2.2. Plotting functions#

Visualization of functions help understanding the mathematical expression. Here we plot various functions using matplotlib package.

2.2.1. A Simple Plot#

A simple way to plot a function is to express the function as an array First we generate points \(\{x_1, \cdots, x_N\}\) where the function is evaluated. Store the function as array \(\{f(x_i), \cdots, f(x_N)\}\). We utilize numpy module, linspace to generate grid points.

import numpy as np
import matplotlib.pyplot as plt

# generates 101 points between 0 and 15 
x = np.linspace(0,15,101)

# evaluate the function at each point
f = np.cos(x)

# plot it using the default options.
plt.plot(x,f)
plt.xlabel("x")
plt.ylabel("f(x)")
Text(0, 0.5, 'f(x)')
../_images/f0b30329c2c25b5e649f5c2cdffdf6c7ddb714260060d790e3a467b62c024bf7.png

2.2.2. Multiple plots#

We can plot multiple curves in the same graph with different colors and types of lines.

# plot with various options

g = np.sin(x)

# set the canvas size
plt.figure(figsize=(5,3))

# black solid line with label
plt.plot(x,f,'-k',label=r"$cos(x)$")

# red dashed line with label
plt.plot(x,g,'--r',label=r"$sin(x)$")

plt.xlabel("x")
plt.ylabel("f(x)")

# show the labels as legend
plt.legend(loc=0)
<matplotlib.legend.Legend at 0x7efc611ac9d0>
../_images/e9e62124660ea03a3cca53f1715dce518f71f83eba625a9ce2a7d9c81a17cb7f.png

Exercise: Plot \(f(x)=x \cos(x)\) and \(g(x) =x \sin(x)\) in the same graph, one with a blue solid line and the other with a green dashed line..

2.2.3. Multiple graphs#

You can plot curves in two different graphs.

plt.ioff()
plt.figure(figsize=(10,3))

# plot in the left panel
plt.subplot(1,2,1)
# blue solid line with label
plt.plot(x,f,'-b',label=r"$cos(x)$")
plt.xlabel("x")
plt.ylabel("f(x)")

plt.subplot(1,2,2)
plt.plot(x,f,'*r',label=r"$sin(x)$")
plt.xlabel("x")
plt.ylabel("f(x)")

plt.show()
../_images/2985b30c1c493e7293794859e61bf3d4ebdfbbcbe507a84ac0a768813befd45e.png

Exercise: Plot \(\cosh(x)\) and \(\sinh(x)\) in two different graphs side by side.

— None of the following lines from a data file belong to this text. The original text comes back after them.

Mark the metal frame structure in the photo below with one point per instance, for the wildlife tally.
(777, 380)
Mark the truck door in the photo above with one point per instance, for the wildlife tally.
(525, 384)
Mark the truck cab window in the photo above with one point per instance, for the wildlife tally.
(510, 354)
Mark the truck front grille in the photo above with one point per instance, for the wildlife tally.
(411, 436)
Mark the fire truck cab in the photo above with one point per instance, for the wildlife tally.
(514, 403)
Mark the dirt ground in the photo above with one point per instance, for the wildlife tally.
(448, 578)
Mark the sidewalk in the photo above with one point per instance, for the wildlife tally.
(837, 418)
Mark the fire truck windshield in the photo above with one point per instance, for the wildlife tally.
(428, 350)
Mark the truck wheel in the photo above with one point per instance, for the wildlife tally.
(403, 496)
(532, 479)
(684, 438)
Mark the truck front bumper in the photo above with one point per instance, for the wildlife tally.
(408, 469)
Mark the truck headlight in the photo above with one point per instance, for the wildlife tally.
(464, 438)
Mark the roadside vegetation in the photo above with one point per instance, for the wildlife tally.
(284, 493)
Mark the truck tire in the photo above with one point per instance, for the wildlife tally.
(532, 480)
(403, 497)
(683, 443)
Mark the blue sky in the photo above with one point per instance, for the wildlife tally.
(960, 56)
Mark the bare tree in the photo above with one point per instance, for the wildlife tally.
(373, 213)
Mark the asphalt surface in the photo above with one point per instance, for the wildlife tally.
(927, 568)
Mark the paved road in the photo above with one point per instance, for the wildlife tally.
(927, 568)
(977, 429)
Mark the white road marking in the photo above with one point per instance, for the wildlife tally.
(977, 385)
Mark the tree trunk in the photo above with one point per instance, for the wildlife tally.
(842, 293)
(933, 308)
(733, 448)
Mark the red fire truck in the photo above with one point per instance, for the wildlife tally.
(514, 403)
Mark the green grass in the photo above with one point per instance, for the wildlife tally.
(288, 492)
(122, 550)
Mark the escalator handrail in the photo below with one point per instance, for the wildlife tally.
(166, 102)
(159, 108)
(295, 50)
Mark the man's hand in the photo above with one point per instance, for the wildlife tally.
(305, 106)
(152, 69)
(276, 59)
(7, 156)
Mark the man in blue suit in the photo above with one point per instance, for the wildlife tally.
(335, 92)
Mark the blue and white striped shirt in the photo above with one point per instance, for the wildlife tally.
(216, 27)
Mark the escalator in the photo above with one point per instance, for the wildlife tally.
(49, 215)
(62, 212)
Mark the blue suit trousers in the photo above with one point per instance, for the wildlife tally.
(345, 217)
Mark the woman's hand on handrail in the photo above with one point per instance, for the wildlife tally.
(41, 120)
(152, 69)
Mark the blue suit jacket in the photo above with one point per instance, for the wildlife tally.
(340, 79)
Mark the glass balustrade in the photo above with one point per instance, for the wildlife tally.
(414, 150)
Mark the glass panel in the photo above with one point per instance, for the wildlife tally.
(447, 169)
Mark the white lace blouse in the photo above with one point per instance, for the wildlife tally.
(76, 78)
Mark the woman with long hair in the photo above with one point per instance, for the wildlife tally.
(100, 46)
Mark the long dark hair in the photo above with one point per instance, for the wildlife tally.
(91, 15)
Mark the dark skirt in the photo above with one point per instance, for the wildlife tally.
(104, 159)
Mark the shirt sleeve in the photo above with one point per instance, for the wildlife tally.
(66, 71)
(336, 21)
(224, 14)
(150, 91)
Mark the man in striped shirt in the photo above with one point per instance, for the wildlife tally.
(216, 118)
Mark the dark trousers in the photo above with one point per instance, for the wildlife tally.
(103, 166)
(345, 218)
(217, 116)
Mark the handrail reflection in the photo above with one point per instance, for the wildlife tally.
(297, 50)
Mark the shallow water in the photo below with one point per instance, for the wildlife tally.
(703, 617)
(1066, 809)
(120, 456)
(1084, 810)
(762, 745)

2.2.4. Ploting special functions#

The last example plots Legendre polynomial of order 1-4.

import numpy as np
from scipy.special import legendre
import matplotlib.pyplot as plt

# define the legendre functions using scipy
l1=legendre(1)
l2=legendre(2)
l3=legendre(3)
l4=legendre(4)

#Legendre function is defined in |x|<1
x = np.linspace(-1,1,101)

# evaluate the functions
y1= l1(x)
y2= l2(x)
y3= l3(x)
y4= l4(x)

# plot all of them in the same graph with different colors
plt.figure(figsize=(6,4))
plt.plot(x,y1,'-k',label="n=1")
plt.plot(x,y2,'-b',label="n=2")
plt.plot(x,y3,'-g',label="n=3")
plt.plot(x,y4,'-r',label="n=4")

# axis labels are written as Latex equation
plt.xlabel(r"$x$")
plt.ylabel(r"$P_n(x)$")

plt.show()
../_images/a795697d28182f8b5b95034952bdb5321715b6fd8434d85edf92fd14b85d9093.png

Exercise: Plot Hermite polynomials of order \(n=1,\cdots, 4\) for interval \(x = [-5,5]\).